Methods: Quantitative and qualitative analysis of engagement factors are reported across 6 unique personal DHT research studies that adopted aspects of a participant-centric design. Study populations included (1) frontline health care workers; (2) a conception, pregnant, and postpartum population; (3) individuals with Crohn disease; (4) individuals with pancreatic cancer; (5) individuals with central nervous system tumors; and (6) families with a Li-Fraumeni syndrome affected member. All included studies involved the use of a study smartphone app that collected both daily and intermittent passive and active tasks, as well as using multiple wearable devices including smartwatches, smart rings, and smart scales.
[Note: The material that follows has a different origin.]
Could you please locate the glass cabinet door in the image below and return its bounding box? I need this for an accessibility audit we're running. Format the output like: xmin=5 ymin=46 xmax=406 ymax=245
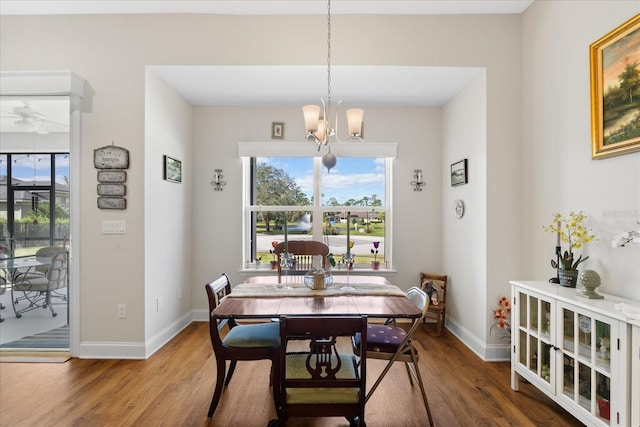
xmin=518 ymin=292 xmax=553 ymax=387
xmin=559 ymin=307 xmax=613 ymax=425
All studies included a variety of participant-centric engagement strategies centered on working with participants as co-designers and regular check-in phone calls to provide support over study participation. Overall retention, probability of staying in the study, and median adherence to study activities are reported.
Results: The median proportion of participants retained in the study across the 6 studies was 77.2% (IQR 72.6%-88%). The probability of staying in the study stayed above 80% for all studies during the first month of study participation and stayed above 50% for the entire active study period across all studies. Median adherence to study activities varied by study population. Severely ill cancer populations and postpartum mothers showed the lowest adherence to personal DHT research tasks, largely the result of physical, mental, and situational barriers. Except for the cancer and postpartum populations, median adherences for the Oura smart ring, Garmin, and Apple smartwatches were over 80% and 90%, respectively. Median adherence to the scheduled check-in calls was high across all but one cohort (50%, IQR 20%-75%: low-engagement cohort). Median adherence to study-related activities in this low-engagement cohort was lower than in all other included studies.
Conclusions: Participant-centric engagement strategies aid in participant retention and maintain good adherence in some populations. Primary barriers to engagement were participant burden (task fatigue and inconvenience), physical, mental, and situational barriers (unable to complete tasks), and low perceived benefit (lack of understanding of the value of personal DHTs). More population-specific tailoring of personal DHT designs is needed so that these new tools can be perceived as personally valuable to the end user 2).